Pour l’art non, je ne pense pas, elle l’est peut-être pour la vie et les moyens de vie des artistes. Mais ce calme social et ce repliement sur soi peuvent être bénéfiques, une sorte de recueillement : c’est dans ces moments-là que l’artiste peut s’écouter, sentir, penser le monde, plonger en soi et s’inspirer (pour moi ce n’est pas encore le cas).

Il subsiste tout de même un côté nocif, surtout par rapport à ma discipline, la danse. Un danseur doit suivre un rythme continu d’entraînement régulier et s’il n’est pas discipliné, en ces temps de confinement et s’il ne se prend pas en main avec force et détermination, il pourrait perdre ses acquis techniques. Pour un danseur qui ne pratique pas, pendant trois ou quatre semaines, c’est difficile de récupérer après. Pour la conception chorégraphique, on peut dire que c’est oui et non à la fois, car le chorégraphe peut continuer à travailler ses projets à distance, à écrire des scénarios chorégraphiques,  créer, visionner, etc. Mais ce qui lui manquera, évidemment, c’est le côté pratique, surtout quand il s’agit de mise en espace de la chorégraphie ou du développement de son idée et écriture auprès des danseurs interprètes. En parlant de cela, j’ai été impressionnée par le chorégraphe Pierre Rigal qui, malgré le confinement, a choisi de continuer son processus créatif.

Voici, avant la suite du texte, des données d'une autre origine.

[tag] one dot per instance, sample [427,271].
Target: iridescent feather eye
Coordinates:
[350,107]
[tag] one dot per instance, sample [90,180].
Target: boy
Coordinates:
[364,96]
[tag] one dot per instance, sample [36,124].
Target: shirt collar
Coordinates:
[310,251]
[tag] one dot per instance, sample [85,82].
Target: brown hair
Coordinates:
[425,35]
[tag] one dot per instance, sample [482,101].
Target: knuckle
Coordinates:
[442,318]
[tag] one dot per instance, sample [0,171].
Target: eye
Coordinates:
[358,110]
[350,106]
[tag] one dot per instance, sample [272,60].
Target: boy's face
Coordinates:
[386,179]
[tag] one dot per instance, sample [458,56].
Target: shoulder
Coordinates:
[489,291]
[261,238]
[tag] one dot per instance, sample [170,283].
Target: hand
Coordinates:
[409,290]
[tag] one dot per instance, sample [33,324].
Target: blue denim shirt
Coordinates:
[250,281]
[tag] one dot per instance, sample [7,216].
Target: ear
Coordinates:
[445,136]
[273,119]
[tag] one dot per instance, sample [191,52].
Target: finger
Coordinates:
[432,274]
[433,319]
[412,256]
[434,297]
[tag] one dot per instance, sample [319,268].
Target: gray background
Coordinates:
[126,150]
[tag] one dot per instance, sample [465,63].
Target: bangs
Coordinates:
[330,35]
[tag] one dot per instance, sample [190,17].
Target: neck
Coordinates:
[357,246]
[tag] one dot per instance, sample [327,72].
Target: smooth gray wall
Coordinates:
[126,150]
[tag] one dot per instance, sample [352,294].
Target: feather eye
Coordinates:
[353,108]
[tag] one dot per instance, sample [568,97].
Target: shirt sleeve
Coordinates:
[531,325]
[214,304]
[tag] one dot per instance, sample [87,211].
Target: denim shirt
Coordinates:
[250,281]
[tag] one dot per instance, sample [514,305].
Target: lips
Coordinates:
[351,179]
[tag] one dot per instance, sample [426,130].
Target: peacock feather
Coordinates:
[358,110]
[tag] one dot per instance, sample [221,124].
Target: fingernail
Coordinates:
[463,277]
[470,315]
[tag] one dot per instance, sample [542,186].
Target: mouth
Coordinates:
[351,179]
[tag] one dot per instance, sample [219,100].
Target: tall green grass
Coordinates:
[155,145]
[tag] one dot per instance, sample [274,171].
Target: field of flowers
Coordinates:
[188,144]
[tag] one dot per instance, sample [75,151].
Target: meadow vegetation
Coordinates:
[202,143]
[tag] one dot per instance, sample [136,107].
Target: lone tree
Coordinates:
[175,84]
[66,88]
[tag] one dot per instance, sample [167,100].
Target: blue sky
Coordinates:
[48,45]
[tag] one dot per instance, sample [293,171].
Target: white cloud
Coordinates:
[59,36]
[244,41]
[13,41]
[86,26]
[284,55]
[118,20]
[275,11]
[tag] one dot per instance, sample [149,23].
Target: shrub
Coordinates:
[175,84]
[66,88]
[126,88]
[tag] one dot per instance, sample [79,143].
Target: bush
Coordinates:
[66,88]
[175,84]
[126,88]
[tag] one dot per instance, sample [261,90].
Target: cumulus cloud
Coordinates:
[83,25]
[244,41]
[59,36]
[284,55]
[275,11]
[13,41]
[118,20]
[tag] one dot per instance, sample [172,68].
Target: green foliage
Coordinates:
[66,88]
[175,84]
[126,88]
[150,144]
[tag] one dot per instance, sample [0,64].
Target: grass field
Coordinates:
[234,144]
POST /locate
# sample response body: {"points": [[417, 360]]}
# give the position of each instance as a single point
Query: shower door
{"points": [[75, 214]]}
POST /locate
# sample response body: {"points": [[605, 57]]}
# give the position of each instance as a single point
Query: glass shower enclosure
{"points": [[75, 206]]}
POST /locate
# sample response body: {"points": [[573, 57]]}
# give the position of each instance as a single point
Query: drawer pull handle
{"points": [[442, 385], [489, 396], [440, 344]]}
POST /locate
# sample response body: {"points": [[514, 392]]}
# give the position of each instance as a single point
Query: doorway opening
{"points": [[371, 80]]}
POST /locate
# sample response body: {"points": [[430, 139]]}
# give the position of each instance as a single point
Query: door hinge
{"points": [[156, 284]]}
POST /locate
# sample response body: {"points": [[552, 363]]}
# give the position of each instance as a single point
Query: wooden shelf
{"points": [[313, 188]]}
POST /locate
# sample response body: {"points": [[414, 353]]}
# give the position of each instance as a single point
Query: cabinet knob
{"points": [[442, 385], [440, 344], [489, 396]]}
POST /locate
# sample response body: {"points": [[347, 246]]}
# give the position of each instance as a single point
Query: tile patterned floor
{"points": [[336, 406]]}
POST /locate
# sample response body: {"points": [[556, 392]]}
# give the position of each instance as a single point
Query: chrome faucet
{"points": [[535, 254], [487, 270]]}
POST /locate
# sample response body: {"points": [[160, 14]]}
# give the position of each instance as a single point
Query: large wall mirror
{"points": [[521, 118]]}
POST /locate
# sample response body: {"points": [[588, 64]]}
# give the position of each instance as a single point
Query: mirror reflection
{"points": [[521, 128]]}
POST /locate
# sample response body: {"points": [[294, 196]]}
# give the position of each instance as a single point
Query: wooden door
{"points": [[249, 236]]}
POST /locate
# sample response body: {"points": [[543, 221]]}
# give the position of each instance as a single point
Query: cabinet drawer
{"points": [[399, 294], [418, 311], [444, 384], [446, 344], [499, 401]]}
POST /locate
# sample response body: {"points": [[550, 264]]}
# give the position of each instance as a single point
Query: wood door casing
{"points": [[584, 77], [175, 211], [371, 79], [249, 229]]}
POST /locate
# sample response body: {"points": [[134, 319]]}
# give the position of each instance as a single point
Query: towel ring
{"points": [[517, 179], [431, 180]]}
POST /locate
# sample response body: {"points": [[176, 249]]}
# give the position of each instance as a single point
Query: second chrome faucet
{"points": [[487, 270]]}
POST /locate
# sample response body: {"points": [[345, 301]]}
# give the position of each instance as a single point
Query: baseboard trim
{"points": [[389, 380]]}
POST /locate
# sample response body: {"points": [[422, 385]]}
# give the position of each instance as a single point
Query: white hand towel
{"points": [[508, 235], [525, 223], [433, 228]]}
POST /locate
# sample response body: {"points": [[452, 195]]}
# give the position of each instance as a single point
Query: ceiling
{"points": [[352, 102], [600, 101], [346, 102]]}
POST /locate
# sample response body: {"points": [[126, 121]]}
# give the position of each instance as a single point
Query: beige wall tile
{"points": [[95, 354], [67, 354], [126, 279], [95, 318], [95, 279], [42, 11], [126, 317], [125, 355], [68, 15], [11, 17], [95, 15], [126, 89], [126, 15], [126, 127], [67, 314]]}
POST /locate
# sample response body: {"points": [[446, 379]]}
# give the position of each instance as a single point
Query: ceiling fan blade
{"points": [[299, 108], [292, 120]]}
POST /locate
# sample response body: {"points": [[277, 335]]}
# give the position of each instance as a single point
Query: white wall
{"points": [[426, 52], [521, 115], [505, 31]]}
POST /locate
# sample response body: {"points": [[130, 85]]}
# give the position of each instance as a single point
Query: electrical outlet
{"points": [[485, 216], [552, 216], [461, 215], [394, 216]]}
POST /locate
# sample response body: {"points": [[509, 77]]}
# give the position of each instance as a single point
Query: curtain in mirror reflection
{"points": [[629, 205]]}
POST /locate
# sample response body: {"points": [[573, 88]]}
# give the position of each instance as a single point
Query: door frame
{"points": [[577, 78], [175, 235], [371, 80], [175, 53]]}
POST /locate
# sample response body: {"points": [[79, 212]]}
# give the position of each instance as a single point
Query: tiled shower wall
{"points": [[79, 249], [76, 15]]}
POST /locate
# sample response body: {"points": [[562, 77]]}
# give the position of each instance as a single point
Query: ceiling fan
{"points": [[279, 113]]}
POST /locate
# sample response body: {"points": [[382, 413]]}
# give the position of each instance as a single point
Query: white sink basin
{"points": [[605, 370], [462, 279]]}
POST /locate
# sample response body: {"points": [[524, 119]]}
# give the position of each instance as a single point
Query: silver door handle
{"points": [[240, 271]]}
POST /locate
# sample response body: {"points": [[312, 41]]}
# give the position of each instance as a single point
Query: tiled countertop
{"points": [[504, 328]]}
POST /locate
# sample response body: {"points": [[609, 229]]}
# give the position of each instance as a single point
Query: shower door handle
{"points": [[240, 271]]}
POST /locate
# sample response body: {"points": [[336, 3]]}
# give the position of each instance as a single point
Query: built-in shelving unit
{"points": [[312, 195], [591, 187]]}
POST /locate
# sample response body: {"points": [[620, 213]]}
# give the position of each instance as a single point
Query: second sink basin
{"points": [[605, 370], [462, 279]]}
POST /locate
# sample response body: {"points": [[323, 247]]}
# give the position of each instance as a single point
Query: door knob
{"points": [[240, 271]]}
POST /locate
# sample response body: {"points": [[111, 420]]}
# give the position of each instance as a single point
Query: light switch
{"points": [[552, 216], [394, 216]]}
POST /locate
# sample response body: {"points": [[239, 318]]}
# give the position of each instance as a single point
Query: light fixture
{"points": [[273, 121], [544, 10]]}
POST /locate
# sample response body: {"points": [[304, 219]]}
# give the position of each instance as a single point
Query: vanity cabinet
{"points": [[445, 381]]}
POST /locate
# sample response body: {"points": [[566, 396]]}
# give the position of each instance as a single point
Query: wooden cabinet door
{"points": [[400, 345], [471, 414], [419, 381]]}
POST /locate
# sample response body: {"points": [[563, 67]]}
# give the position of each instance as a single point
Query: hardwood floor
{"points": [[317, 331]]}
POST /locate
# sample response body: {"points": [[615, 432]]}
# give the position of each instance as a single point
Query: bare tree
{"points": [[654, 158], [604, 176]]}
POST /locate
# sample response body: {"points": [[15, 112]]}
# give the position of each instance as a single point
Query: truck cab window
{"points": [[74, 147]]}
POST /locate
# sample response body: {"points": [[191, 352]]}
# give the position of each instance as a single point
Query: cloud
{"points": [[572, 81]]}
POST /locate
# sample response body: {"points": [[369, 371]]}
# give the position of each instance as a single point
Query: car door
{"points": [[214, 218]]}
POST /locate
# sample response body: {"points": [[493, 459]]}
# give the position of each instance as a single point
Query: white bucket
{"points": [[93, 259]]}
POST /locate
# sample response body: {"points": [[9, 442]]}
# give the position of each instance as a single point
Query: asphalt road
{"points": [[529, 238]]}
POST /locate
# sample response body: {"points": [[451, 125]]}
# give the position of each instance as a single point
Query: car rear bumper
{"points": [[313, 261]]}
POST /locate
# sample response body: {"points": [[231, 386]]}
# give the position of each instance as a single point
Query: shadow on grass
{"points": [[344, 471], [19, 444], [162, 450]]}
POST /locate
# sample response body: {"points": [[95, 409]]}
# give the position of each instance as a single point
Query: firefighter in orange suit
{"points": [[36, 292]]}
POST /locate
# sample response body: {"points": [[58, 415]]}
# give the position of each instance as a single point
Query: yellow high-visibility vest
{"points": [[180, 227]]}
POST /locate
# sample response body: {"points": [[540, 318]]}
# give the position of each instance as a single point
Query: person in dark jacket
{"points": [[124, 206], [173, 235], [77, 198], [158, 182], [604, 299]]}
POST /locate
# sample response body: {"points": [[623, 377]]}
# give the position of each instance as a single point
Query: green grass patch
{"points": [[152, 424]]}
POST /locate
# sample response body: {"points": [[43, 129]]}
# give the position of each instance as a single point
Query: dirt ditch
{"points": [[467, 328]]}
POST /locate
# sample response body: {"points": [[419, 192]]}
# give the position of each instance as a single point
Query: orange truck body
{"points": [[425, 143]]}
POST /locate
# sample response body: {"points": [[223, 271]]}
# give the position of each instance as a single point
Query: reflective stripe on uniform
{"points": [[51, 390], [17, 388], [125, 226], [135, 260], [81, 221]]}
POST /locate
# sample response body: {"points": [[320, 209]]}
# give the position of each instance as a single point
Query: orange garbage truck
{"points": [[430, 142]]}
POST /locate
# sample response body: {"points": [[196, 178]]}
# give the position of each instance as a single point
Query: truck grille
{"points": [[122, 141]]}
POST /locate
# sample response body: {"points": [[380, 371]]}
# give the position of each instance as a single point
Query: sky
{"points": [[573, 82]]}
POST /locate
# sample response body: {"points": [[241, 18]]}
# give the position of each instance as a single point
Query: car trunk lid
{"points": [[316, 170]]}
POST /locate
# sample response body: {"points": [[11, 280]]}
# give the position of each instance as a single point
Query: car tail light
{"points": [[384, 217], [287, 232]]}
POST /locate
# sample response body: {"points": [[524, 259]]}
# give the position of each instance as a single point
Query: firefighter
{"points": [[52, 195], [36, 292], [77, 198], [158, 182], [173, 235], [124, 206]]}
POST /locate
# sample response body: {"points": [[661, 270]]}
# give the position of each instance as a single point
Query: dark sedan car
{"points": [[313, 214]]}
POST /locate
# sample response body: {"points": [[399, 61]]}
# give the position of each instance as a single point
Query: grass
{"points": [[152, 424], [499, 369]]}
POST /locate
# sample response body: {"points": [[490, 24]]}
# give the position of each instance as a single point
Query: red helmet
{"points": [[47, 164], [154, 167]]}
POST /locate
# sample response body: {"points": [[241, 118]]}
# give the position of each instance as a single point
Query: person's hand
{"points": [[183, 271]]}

L’après-corona, comment vous le voyez?

Pour l’instant, je ne le vois pas! (sourire) mais ça sera sûrement une tabula rasa, une remise des pendules du monde à l’heure, de son fonctionnement sur le plan humain, social, politique et économique. Je me dis pour rêver un peu que ça serait bien d’assister à une belle chute du système capitaliste et à l’avènement d’une ère écologique, d’une nouvelle vie plus à l’écoute de l’humain et qui met l’environnement parmi ses plus hautes priorités.

Des lectures, films,
spectacles ou autres à nous suggérer ?

En relation avec notre contexte actuel, je suggère comme

lectures des écrits qui se réfèrent ou font l’éloge de la solitude : « Le funambule» de Jean Genet et «Le danseur des solitudes» de Georges Didi-Huberman et paradoxalement pour briser un peu cette solitude, je pense au livre «Le banquet « de Platon (sourire )

Comme films, je conseille «Une journée particulière» d’ Ettore Scola, «La vie est belle» de Roberto Benigni, le documentaire «Pina» de Wim Wenders et le biopic «The Walk» de Robert Zemeckis. Je vous suggère comme spectacle «Texane» de Claude Brumachon, ainsi que la vidéo d’art installation «Inside» de Dimitri Papaioannou.